SERA TA Project # 10

Title of Project:
Seismic Response of Novel Integral Abutment-Bridges
Hosting Research Infrastructure:
University of Bristol

No. of Users:
5

Team Leader:
University of Roma Tre
Camillo Nuti

Team:
University of Kaiserslautern
Christos Vrettos

University of Porto
António Topa Gomes

University of Ljubljana
Tatjana Isaković

University of Fuzhou
Bruno Briseghella


Summary of Project:
The object of this proposal is to investigate seismic soil-structure interaction effects in complex structures involving Integral Abutment Bridges (IAB’s), develop numerical and analytical solutions, for different configurations, while checking a number of innovative technological solutions, and produce provisional design guidelines.
The research team intends to condact shaking table tests on Integral Abutment Bridges to assess the performance of different foundation and abutment schemes as related to earthquake response.
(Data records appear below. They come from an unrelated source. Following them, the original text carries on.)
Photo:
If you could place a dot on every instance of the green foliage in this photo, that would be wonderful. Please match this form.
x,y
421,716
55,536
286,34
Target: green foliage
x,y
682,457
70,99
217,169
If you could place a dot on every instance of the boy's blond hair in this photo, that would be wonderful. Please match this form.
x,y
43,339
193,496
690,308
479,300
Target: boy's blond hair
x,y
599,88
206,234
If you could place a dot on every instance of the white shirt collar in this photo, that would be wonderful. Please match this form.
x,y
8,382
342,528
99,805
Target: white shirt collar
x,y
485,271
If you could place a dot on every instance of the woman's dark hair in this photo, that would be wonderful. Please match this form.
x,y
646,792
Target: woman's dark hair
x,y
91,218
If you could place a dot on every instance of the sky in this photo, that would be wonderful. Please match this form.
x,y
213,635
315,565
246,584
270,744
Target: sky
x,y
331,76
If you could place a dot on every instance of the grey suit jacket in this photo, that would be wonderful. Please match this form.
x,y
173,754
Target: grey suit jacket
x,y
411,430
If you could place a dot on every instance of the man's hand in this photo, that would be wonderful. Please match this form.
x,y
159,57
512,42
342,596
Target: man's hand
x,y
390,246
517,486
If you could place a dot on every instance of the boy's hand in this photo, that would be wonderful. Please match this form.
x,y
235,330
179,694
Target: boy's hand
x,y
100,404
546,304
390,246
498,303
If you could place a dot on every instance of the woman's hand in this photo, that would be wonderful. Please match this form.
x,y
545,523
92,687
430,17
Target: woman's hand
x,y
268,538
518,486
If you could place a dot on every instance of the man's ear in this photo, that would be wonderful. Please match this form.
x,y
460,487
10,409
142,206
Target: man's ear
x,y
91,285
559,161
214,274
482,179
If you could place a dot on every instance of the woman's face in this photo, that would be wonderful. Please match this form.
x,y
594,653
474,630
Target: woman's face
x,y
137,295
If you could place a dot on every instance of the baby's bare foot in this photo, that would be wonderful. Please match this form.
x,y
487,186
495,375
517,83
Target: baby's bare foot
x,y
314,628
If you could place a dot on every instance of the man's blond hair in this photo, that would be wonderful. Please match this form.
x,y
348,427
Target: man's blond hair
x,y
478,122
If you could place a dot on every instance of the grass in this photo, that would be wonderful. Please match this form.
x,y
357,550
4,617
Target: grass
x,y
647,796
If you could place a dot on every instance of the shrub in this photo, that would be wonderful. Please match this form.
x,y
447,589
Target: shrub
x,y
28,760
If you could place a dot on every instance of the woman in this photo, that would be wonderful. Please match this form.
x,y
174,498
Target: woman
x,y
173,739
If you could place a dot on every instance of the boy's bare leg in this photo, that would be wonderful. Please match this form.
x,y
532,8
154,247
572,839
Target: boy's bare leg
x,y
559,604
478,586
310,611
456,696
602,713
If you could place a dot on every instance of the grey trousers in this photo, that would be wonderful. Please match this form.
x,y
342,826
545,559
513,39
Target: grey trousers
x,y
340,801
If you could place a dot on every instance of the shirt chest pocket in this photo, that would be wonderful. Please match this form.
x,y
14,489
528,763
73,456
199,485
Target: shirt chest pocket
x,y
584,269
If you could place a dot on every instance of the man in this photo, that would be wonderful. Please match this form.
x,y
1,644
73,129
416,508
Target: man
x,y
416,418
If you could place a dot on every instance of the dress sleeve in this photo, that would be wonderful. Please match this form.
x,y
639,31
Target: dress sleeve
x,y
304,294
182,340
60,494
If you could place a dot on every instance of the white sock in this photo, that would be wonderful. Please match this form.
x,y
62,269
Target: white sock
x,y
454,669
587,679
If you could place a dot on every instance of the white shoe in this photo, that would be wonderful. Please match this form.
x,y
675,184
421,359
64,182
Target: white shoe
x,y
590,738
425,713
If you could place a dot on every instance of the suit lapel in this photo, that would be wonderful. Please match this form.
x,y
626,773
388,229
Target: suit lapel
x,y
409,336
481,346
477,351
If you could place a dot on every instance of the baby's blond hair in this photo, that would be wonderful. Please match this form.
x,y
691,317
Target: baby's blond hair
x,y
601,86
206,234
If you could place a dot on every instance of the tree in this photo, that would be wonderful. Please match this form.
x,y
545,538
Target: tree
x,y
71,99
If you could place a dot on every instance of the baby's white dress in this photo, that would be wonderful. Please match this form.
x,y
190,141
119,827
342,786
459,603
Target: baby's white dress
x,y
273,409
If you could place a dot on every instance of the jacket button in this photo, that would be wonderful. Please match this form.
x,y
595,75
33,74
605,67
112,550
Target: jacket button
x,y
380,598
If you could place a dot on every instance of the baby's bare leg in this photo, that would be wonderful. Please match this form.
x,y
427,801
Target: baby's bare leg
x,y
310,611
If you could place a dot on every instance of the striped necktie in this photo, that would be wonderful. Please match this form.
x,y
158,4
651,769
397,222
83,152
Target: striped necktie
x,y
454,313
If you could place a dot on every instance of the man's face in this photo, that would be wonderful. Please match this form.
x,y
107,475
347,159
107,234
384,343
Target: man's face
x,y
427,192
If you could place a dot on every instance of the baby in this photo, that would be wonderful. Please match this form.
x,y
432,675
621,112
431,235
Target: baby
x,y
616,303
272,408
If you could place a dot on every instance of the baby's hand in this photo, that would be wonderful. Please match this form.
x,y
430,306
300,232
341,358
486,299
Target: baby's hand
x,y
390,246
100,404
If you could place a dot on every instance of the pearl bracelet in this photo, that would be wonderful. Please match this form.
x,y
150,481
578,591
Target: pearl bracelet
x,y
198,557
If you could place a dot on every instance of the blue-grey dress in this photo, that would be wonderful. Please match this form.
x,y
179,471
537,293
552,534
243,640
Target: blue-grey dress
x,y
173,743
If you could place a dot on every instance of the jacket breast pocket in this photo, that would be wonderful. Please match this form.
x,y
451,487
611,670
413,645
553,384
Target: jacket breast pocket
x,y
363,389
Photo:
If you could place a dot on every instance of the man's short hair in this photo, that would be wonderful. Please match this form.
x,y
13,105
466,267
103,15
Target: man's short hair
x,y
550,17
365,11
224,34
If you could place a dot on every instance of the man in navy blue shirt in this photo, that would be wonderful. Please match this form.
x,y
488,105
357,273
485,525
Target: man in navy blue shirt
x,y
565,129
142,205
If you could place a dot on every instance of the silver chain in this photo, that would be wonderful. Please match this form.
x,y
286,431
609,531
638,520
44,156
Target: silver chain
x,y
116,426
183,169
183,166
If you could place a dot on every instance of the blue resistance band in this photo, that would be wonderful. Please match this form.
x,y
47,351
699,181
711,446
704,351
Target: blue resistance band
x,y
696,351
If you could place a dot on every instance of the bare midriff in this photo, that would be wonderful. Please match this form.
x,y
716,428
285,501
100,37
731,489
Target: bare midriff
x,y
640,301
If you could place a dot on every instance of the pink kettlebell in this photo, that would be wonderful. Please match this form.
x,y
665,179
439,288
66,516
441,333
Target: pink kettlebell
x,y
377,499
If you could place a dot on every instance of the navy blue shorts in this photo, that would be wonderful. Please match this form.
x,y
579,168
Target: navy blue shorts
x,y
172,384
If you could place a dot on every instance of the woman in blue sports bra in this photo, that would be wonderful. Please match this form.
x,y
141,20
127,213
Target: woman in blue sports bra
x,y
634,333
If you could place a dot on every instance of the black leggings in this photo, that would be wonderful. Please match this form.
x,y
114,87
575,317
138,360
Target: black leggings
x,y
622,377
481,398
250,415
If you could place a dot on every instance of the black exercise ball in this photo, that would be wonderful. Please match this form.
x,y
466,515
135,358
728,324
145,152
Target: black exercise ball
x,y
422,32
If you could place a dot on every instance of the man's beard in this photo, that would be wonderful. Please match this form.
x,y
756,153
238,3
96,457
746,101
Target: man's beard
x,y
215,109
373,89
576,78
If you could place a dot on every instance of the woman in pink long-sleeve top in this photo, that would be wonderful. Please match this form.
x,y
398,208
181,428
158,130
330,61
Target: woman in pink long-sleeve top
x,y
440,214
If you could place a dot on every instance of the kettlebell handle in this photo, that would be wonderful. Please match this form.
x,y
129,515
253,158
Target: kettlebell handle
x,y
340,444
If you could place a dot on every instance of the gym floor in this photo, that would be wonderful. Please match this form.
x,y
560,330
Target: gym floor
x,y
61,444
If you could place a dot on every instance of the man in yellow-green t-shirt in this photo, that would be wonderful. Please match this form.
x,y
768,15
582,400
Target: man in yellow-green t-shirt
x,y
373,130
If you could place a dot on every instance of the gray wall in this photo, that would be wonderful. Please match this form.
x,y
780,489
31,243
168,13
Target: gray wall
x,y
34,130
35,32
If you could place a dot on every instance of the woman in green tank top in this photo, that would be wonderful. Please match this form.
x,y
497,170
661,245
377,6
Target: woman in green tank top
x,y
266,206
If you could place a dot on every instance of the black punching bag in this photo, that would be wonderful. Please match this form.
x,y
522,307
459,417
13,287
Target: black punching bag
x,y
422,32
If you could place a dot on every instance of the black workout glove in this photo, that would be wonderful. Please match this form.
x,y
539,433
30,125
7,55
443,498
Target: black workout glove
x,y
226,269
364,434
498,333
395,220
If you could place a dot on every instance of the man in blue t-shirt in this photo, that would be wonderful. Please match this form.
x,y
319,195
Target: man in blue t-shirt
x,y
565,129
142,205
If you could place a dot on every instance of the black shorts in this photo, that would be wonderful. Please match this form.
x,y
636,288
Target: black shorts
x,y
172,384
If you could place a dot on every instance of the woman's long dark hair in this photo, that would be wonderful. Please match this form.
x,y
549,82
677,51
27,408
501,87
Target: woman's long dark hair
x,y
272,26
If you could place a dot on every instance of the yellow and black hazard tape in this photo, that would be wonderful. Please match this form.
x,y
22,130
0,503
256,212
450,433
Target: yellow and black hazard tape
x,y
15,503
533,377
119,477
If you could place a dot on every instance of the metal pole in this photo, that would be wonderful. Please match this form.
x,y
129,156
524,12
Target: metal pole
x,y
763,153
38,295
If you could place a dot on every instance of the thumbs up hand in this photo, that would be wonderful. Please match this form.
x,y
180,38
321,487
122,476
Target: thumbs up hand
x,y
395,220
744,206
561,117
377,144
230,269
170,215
Specifically, the following configurations will be explored:
1)    piles disconnected from the footing (cap) to allow sliding;
2)    piles disconnected from the footing, yet restricted from sliding through shear keys.
3)    piles connected to the footing through hinges,
4)    piles monolithically connected to the footing;

Both single pile row and two-pile rows will be considered.
The bridge is a two equal-span structure, supported on a single pier. Under the foundation of the abutment gravel will be employed.
The abutment backfill will consist of gravel or shredded tyre-sand mixtures. The underlying soil will be modelled using densely compacted granular material to avoid dynamic compaction during shacking. Installation of: (1) a vertical layer of EPS geofoam between the backfill and the abutment wall, and (2) an annular zone of EPS geofoam around the upper portion of the piles, will be considered to reduce horizontal stresses. In real life applications, a drainage system and an envelope of geomembrane are employed to protect EPS from floatation and contact with oil substances.
Seismic excitation will consist of real earthquake records selected from the European Data Base under pertinent criteria for performance based design of bridges. Possible reference sites will be associated with high hazard zones in Italy (e.g. L’Aquila), Greece (e.g. Gulf of Corinth), or Turkey (e.g. Duzce).
Instrumentation measurements will include multi-axial accelerations, displacements using LVDT’s, strains using classical gauges and modern fiber optic devices, pressures using pertinent cells. In addition, state-of-the-art Digital Image Correlation (DIC) techniques using high speed cameras will be employed for a better understanding of associated SSI effects.
The shaking table facility at the University of Bristol (UoB) is targeted for conducting these tests given the experience of the hosts in earthquake geotechnics and SSI testing.  The behavior of the structure at hand under other actions, particularly thermal loads, will be studied in parallel research projects supported by different funding sources at UoB and Fuzhou (China)
The Co-I’s are aware that testing associated with response of integral abutments to thermal loads is ongoing at UoB under the auspices of a UKCRIC pump priming project funded by the British government (PI-Colin Taylor). Please note that Co-I Bruno Briseghella is currently PI in a number of related projects in China (University of Fuzhou). The current project will benefit from the expertise on SSI and integral bridges gained from the above efforts.
It is worth mentioning that the control system of the shaking table at UoB incorporates a hybrid testing capability that allows parts of the model to be tested in other Labs, in real time. The possibility of conducting a relevant hybrid test, using a single abutment, although not essential as part of the current project, has not been excluded and will be considered as part of the collaboration with other labs, such as that in Fuzhou China and Roma Tre, using different funding after completion of the proposed project. These may allow obtaining data at larger scales.
High capacity computing, available in UoB, will allow processing large amount of data on soil and structural components.
The tests will be carried out at different intensity levels to identify relevant effectsand will be accompanied by numerical analyses using OpenSees and FLAC.